What makes this channel genuinely useful rather than just ceremonial is the structure. Every feature announcement links back to a numbered series — "March Features 1 • 2 • 3 • 4" — so you can follow a release thread without scrolling through unrelated content. The full blog post is always linked at the end of each batch, giving power users a place to dig deeper. It is a clean system that respects the reader's time.
The tone is dry and confident, occasionally self-aware — the channel description literally reads "Much recursion. Very Telegram. Wow," a nod to the absurdity of Telegram running its own Telegram channel. That personality occasionally surfaces in the posts themselves, like the January update that offered readers an "AI summary" of the AI summary feature announcement.
Substantively, the recent posts reveal a platform pushing hard in several directions at once: privacy controls for Premium subscribers, aesthetic customization through Liquid Glass effects and collectible gifts, AI integration via on-device summarization through its decentralized Cocoon network, and developer tools like colored bot buttons.
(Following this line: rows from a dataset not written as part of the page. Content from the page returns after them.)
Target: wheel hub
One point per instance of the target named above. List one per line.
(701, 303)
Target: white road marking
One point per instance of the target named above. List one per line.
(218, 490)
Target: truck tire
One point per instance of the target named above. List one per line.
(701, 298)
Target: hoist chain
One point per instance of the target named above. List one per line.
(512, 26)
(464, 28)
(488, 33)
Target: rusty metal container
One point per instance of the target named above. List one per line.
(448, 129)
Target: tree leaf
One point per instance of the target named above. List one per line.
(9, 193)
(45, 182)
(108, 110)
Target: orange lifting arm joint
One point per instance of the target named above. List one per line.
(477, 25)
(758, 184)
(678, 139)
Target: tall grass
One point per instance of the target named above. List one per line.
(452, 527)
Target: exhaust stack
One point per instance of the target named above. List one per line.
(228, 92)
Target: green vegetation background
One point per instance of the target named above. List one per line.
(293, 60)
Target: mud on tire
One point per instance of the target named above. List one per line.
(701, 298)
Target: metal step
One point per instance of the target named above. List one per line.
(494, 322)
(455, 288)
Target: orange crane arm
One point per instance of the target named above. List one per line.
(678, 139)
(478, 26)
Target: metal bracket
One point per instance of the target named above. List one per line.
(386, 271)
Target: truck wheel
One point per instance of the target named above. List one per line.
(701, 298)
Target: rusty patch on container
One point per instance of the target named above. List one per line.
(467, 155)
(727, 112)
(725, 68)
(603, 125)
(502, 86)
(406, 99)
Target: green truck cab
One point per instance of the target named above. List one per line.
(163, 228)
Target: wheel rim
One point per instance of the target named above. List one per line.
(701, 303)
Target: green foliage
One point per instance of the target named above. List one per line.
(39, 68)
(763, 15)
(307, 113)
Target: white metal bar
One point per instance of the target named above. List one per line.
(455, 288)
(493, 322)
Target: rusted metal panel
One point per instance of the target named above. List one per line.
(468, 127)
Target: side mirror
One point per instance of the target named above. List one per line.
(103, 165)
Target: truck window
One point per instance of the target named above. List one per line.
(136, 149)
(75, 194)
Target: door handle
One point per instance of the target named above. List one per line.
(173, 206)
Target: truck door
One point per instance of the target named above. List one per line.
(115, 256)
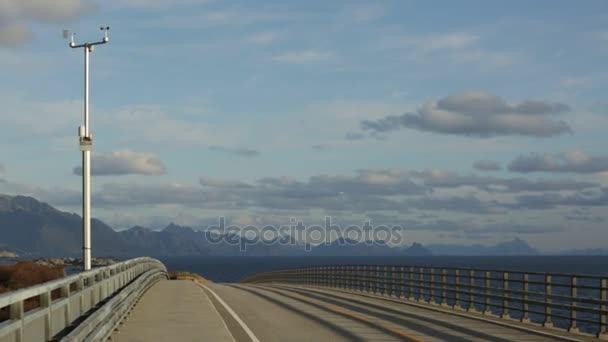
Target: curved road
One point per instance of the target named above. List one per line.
(295, 313)
(188, 311)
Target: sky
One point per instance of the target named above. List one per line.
(468, 122)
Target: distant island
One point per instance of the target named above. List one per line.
(30, 228)
(7, 254)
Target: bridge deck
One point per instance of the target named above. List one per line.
(174, 310)
(298, 313)
(184, 311)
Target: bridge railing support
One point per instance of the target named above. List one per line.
(48, 311)
(572, 302)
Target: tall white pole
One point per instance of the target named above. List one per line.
(86, 173)
(86, 144)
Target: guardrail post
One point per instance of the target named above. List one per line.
(385, 279)
(602, 316)
(505, 295)
(16, 314)
(401, 282)
(487, 306)
(368, 279)
(457, 290)
(411, 276)
(471, 307)
(375, 279)
(524, 307)
(444, 284)
(65, 293)
(359, 278)
(548, 321)
(421, 284)
(431, 285)
(45, 303)
(394, 281)
(573, 294)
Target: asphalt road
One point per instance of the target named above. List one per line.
(290, 313)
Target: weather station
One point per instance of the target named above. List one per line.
(85, 138)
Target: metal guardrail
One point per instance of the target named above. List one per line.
(81, 307)
(577, 303)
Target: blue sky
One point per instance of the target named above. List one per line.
(358, 110)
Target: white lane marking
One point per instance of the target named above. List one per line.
(218, 313)
(233, 314)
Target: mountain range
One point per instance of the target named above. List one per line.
(32, 228)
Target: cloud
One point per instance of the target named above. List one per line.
(437, 178)
(575, 161)
(486, 165)
(263, 38)
(17, 16)
(14, 34)
(155, 4)
(222, 183)
(550, 200)
(478, 114)
(354, 136)
(320, 147)
(304, 57)
(123, 163)
(242, 152)
(469, 204)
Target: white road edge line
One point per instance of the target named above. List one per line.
(233, 314)
(218, 313)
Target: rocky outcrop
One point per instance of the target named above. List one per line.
(95, 262)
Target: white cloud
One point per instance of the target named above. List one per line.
(14, 34)
(575, 161)
(478, 113)
(123, 163)
(304, 57)
(16, 16)
(263, 38)
(431, 43)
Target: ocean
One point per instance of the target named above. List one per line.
(234, 269)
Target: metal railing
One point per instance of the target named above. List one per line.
(577, 303)
(84, 306)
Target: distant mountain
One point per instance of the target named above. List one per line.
(586, 251)
(516, 246)
(346, 247)
(31, 229)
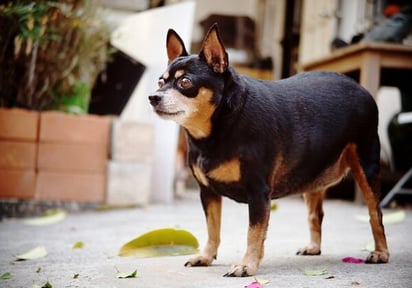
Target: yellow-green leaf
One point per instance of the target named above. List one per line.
(317, 272)
(161, 242)
(38, 252)
(123, 275)
(49, 217)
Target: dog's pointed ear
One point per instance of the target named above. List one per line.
(213, 52)
(175, 46)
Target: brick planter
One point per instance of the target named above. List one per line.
(53, 156)
(18, 153)
(72, 157)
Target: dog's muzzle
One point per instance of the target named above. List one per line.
(155, 99)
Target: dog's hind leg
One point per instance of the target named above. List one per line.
(212, 206)
(313, 202)
(364, 164)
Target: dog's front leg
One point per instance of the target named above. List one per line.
(212, 206)
(259, 211)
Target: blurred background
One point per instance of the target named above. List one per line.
(97, 61)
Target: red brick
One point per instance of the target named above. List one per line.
(14, 154)
(18, 124)
(18, 184)
(61, 127)
(72, 157)
(70, 186)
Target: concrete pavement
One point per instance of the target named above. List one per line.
(104, 232)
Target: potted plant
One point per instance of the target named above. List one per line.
(50, 55)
For anyone trying to track where Telegram is heading as a product, this channel functions as a reliable primary source.
The weaknesses are real, though. With over 11 million subscribers, this channel has zero community interaction — comments are off, there is no back-and-forth. It is a broadcast, not a conversation. Posts also arrive infrequently; some months see only one update batch, leaving the channel dormant for weeks at a time. If you want daily Telegram news or community discussion, you will need to look elsewhere.
For developers building on the platform, for journalists covering messaging apps, or for anyone who simply wants to know what changed in the latest update without wading through tech blogs — subscribing is an obvious call. Just do not expect it to fill your feed.